An ROTC member recently contacted me and asked for some financial tips on how to get the most out of his time in the service. There are literally hundreds of financial benefits to joining the military. But this topic is so broad that it could take a book to cover everything, especially for a new recruit who isn’t familiar with many of the military benefits which will be available once he joins active duty. While I can’t I can’t cover everything in this article, I can boil it down to the most essential topics:
Avoid debt – including student loans. New military members should avoid debt like the plague. In some circumstances, it can even ruin your career. Going into ROTC is a great way to avoid student loans. Graduating without debt will be a huge financial benefit that you won’t appreciate until you are out on your own and paying for everything out of pocket. One less bill means you have more money for fun now, and more money to save for later. Bonus tip: the military will forgive some student loans. This is only on a select basis, so be sure to research this before joining the service.

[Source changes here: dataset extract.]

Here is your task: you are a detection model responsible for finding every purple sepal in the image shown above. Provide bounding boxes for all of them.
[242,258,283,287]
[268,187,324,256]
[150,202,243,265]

Don’t buy yourself an expensive graduation gift – including a new car. Large monthly payments add up more quickly than most people realize. $400 car payment, $1200 in rent, cell phone, cable, internet, utilities, fuel, insurance, food… not to mention furnishing your house or apartment. The next thing you know, you are living paycheck to paycheck. Start off small and grow into your salary. A good way to do this is to continue living like you are still a college student for as long as you can. Then upgrade your lifestyle as necessary, and as you can afford to.
Don’t squander a signing bonus. Not all military jobs come with a signing bonus, so consider yourself lucky if you receive one when you join the military. It’s OK to have fun with your military bonus, but it’s also a good idea to use some, or all of it responsibly. Make plans for the money before you receive it, otherwise the temptation will be strong to spend it on frivolous things, or just lump it in with the rest of your savings, only to see it slowly dwindle away. Here are more tips on how to use a military bonus.
Save for two things: (1) retirement, and (2) your transition out of the service.
- The military has one of the best retirement systems in the world. You can earn roughly 50% of your base pay after serving only 20 years in the military. But only around 15% of people stay in for the entire 20 years. That means roughly 85% of veterans transition back into the civilian sector. More on this in a moment. Even if you stay in long enough to earn a military retirement pension, it may not be enough to live on. It will be a good idea to supplement that with contributions to the Thrift Savings Plan, which is the government version of a 401k plan, or with an IRA.
- Transitioning back into the civilian work force can be a difficult and expensive time for many people, as it often involves relocating, some time off work, and other related expenses happening at a time when your income may be lower than you are used to. Have a cash cushion to help you through this time.
Save some more. Want to buy a nice car? How about a house? Marriage and kids? Most incoming college students don’t think of these things, but they are among the largest expenses you will have and some or all of these will probably be on your agenda at some point in the future.
Seek personal and professional advancement. The military offers a variety of personal and educational benefits, including training, leadership opportunities, travel, and more. Put yourself out there and learn, see, and do. Your life and future career will be much richer, whether you serve four years, or 20.
Take advantage of your military benefits. Military members and veterans have access to a multitude of valuable benefits. It’s not possible to cover all of them in an article (it takes a book to cover everything), but there are some benefits which are very valuable, and widely available. The biggest are the VA Loan, and the GI Bill. The VA Loan can be used to help you buy a home with a guaranteed loan, a low interest rate, and no money down, should you choose.
The GI Bill can be used for college education. Having a degree already is nice, but you may decide to use military education benefits for more advanced schooling, or, if you decide to stay in the service long enough, you may be able to transfer your GI Bill benefits to your dependents. Other valuable benefits exist, and it’s a good idea to to buy a book to help you understand some of them (The Military Advantage by Terry Howell is a great place to start – it covers dozens up benefits and is updated each year).
Buy The Military Guide to Financial Independence & Retirement by Doug Nordman. This is by far the best book I’ve read about how to use your military service to position yourself for a financially independent retirement. This book is valuable, even if you don’t stay in for the full 20 years required to receive full military retirement benefits. Doug runs the military blog, The Military Guide, is financially independent and “walks the walk.” He also donates the proceeds from the sale of his book to military charities, so he isn’t out just to make a quick buck. Buy the book.
Bonus tip: Have fun. Serving in the military is a great experience, but there is more to just dollars and cents. In my time with the military, I had the opportunity to travel to five continents and over 30 countries. Some of these trips were on official duty, but many of them were made on my own time and with my own dime. Spend money on adventures and experiences, and you will remember your time in the military for the rest of your life.